Here is a sbatch script that follows good practices on Beluga:

 1
 2
 3
 4
 5
 6
 7
 8
 9
10
11
12
13
14
15
16
17
18
19
20
21
22
23
24
25
26
27
#!/bin/bash
#SBATCH --account=rrg-bengioy-ad         # Yoshua pays for your job
#SBATCH --cpus-per-task=6                # Ask for 6 CPUs
#SBATCH --gres=gpu:1                     # Ask for 1 GPU
#SBATCH --mem=32G                        # Ask for 32 GB of RAM
#SBATCH --time=3:00:00                   # The job will run for 3 hours
#SBATCH -o /scratch/<user>/slurm-%j.out  # Write the log in $SCRATCH

# 1. Create your environement locally
module load python/3.6
virtualenv --no-download $SLURM_TMPDIR/env
source $SLURM_TMPDIR/env/bin/activate
pip install --no-index torch torchvision

# 2. Copy your dataset on the compute node
# IMPORTANT: Your dataset must be compressed in one single file (zip, hdf5, ...)!!!
cp $SCRATCH/<dataset.zip> $SLURM_TMPDIR

# 3. Eventually unzip your dataset
unzip $SLURM_TMPDIR/<dataset.zip> -d $SLURM_TMPDIR

# 4. Launch your job, tell it to save the model in $SLURM_TMPDIR
#    and look for the dataset into $SLURM_TMPDIR
python main.py --path $SLURM_TMPDIR --data_path $SLURM_TMPDIR

# 5. Copy whatever you want to save on $SCRATCH
cp $SLURM_TMPDIR/<to_save> $SCRATCH

Cedar

Cedar is a cluster located at Simon Fraser University. It uses Slurm to schedule jobs. Its full documentation can be found here, and its current status here.

You can access Cedar via ssh:

ssh <user>@cedar.computecanada.ca

Where <user> is the username you created previously (see Account Creation).

Since its structure is similar to Beluga, please look at the Beluga documentation, as well as relevant parts of the Compute Canada Documentation.

Note

For GPU jobs the ressource allocation Group Name is the same as Beluga, so you should use the flag --account=rrg-bengioy-ad for GPU jobs.

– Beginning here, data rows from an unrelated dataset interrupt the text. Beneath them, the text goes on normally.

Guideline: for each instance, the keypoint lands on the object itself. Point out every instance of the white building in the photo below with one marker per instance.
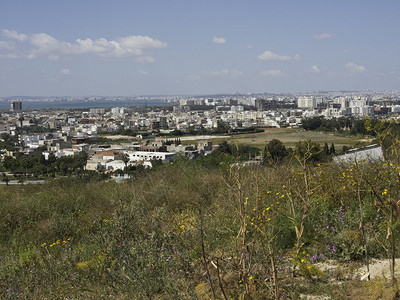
(148, 156)
(306, 102)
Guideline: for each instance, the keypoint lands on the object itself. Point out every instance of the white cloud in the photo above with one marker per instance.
(130, 46)
(315, 69)
(6, 45)
(12, 34)
(268, 55)
(65, 71)
(322, 36)
(219, 40)
(143, 72)
(272, 73)
(53, 57)
(355, 68)
(223, 73)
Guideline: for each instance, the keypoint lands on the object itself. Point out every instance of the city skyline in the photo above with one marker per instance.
(185, 47)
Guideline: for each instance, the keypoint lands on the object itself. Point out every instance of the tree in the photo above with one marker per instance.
(326, 149)
(125, 159)
(332, 150)
(309, 150)
(276, 149)
(6, 180)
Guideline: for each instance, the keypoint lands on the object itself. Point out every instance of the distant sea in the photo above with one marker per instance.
(37, 104)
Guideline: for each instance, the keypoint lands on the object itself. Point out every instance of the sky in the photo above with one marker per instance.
(185, 47)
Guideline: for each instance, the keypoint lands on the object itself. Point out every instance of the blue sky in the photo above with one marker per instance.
(128, 48)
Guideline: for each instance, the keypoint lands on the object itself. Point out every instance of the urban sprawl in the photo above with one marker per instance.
(158, 130)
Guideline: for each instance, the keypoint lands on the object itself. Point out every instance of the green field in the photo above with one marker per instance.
(289, 136)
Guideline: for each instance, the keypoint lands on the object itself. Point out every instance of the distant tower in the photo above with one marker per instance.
(16, 106)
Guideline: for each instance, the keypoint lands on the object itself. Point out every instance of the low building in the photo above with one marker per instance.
(369, 153)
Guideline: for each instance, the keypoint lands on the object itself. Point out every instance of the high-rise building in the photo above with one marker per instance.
(306, 102)
(263, 104)
(16, 106)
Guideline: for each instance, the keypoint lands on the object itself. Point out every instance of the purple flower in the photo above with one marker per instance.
(314, 257)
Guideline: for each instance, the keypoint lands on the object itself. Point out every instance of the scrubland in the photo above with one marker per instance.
(207, 229)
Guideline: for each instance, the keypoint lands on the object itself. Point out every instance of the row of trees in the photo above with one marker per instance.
(354, 126)
(276, 152)
(23, 165)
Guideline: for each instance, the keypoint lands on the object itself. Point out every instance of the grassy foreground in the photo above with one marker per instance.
(201, 231)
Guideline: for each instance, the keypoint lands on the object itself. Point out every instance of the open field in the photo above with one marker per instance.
(289, 136)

However, we don’t have any CPU priority on Cedar, in this case you can use --account=def-bengioy for CPU. Thus, it might take some time before they start.

Graham

Graham is a cluster located at University of Waterloo. It uses Slurm to schedule jobs. Its full documentation can be found here, and its current status here.

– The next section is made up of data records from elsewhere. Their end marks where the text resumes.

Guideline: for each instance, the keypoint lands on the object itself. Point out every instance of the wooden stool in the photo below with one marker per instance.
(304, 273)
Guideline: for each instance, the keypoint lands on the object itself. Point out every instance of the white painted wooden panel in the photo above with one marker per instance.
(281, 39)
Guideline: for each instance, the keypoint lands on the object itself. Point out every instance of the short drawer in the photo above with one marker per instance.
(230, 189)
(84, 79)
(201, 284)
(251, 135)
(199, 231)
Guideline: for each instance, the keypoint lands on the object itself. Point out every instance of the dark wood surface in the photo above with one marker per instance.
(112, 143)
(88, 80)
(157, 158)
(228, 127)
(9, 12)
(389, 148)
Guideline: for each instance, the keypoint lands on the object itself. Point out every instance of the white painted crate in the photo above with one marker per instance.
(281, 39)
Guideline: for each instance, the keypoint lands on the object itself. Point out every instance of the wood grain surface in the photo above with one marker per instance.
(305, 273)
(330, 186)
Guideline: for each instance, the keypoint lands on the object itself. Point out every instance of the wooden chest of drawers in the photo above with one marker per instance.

You can access Graham via ssh:

ssh <user>@graham.computecanada.ca

Where <user> is the userneme you created previously (see Account Creation).

Since its structure is similar to Beluga, please look at the Beluga documentation, as well as relevant parts of the Compute Canada Documentation.

Note

We don’t have any GPU priority on Graham, so you should use --account=def-bengioy for both CPU and GPU jobs. It might also take some time before they start.

FAQ

What to do with ImportError: /lib64/libm.so.6: version GLIBC_2.23 not found?

The structure of the file system is different than a classical linux, so your code has trouble finding libraries. See how to install binary packages.

Disk quota exceeded error on /project filesystems

You have files in /project with the wrong permissions. See how to change permissions.